Comics Interview — Issue #053

Main Topics: The 'Nam, Real War Stories, Vietnam War realism in comics, conscientious objection and the draft

interview Doug Murray
Doug Murray Writer, Marvel Working on: The 'Nam (ongoing series); The Merc
Murray, a Vietnam veteran who served two tours (1968–69 and 1971), discusses the genesis and philosophy behind Marvel's The 'Nam, which he writes in "real time" starting from 1966. He explains why the series avoids glorifying war while also not making it a catharsis piece, relying on changing casts of realistic characters who can be killed off. Murray talks extensively about the social dimensions of the war, including the disproportionate drafting of minorities, the fragging of dangerous officers, and the disconnect between what veterans experienced and what the civilian public believed from TV coverage, and notes the book won an entertainment award from the veterans group BRAVO over Platoon.
interview Wayne Vansant
Wayne Vansant Artist, Marvel Working on: The 'Nam (taking over pencilling from Mike Golden with #14)
Vansant, the incoming penciller on The 'Nam replacing Michael Golden starting with issue #14, discusses his background as a self-taught military history artist who worked at the Hyde Museum in Atlanta before breaking into comics through Savage Tales. He explains his attraction to realistic portrayals of ordinary people in extraordinary circumstances, citing novelist James Jones (The Thin Red Line) as a major influence, and describes the adrenaline rush of combat as something war stories must honestly address.
interview Bill Sienkiewicz
Bill Sienkiewicz Artist, Freelance Working on: Real War Stories (cover art)
Sienkiewicz explains how Joyce Brabner recruited him to create the cover for Real War Stories, and how he chose a child's drawing style — inspired by the book Fire in the Sky, a collection of children's war drawings — rather than a conventional rendered image, to make the anti-war imagery more primal and powerful. Working on the project shifted his views considerably; he says he was previously ignorant of U.S. covert military involvement in Central America and is now far more skeptical.
interview Joyce Brabner
Joyce Brabner Writer/Editor, Eclipse Working on: Real War Stories (editor and contributor)

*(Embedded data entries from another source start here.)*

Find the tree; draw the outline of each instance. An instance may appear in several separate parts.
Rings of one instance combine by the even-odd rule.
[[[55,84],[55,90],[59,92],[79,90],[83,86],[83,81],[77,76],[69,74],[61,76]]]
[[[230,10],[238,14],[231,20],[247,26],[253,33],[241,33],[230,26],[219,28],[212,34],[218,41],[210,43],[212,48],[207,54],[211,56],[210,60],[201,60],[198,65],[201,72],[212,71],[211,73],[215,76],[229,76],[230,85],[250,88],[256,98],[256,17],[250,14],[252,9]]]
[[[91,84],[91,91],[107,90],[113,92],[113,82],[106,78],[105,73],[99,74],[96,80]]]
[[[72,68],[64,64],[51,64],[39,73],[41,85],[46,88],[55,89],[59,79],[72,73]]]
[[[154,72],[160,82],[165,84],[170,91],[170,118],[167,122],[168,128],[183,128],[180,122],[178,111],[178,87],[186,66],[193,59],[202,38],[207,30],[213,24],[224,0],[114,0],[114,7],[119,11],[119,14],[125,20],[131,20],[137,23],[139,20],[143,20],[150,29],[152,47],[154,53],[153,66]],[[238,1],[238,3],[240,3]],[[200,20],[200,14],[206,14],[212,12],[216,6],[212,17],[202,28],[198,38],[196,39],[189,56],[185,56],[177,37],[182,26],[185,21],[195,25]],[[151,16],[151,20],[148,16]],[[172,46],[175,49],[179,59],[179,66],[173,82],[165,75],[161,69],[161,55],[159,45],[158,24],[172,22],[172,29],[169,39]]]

Brabner edited Real War Stories for the CCCO and recruited top talent including Alan Moore, Brian Bolland, Denny O'Neil, Bill Sienkiewicz, and Steve Bissette. She describes the book as strictly non-fiction — no composite characters, no fictionalization — and recounts how two publishers got cold feet before Eclipse agreed to publish it. She reveals that Harvey Pekar wrote a story for the book that she rejected, and that her next project will be a comic about the Christic Institute's investigation into a CIA-linked secret team.
interview Lou Ann Merkle
Lou Ann Merkle Youth Outreach Program Director, CCCO (Central Committee for Conscientious Objectors) Working on: Real War Stories (originator of concept)
Merkle, Youth Outreach Program Director at CCCO and originator of the Real War Stories concept, describes her years working with Vietnam veterans in Cleveland high schools to counteract the Rambo/Top Gun glamorization of military service. She argues that military recruiters systematically mislead young people about job training and education benefits while obscuring the reality of ongoing U.S. interventions in Central America, and recounts a phone call from a 17-year-old who reconsidered enlisting after reading the book.
interview Jim Feldman
Jim Feldman Attorney, CCCO Working on: Defending Real War Stories in Atlanta school access case
Feldman, staff attorney for CCCO, explains how Real War Stories became part of a First Amendment lawsuit in Atlanta: the Atlanta Peace Alliance had been fighting since 1983 for the right to provide students with alternative-to-military-service information in public schools, but the Atlanta school board barred them while still allowing military recruiters. The federal government subsequently intervened, arguing that allowing the Peace Alliance access to students would threaten national security by reducing enlistment.
article Editorial: Up Front (Mark Borax)
Borax commends Eclipse Comics for publishing Real War Stories as a genuinely controversial title tackling the reality of war, contrasting it with publishers who take safe stands on uncontroversial issues like drug abuse, and urges readers — especially those of draft age — to seek it out.
article Letters: Last Word
Reader mail includes a letter from previous interviewee Darrell McNeil commenting on the Jeff MacNelly piece in issue #46, and a comedic letter from Gold Medal Productions responding to the Kelly Nichols interview.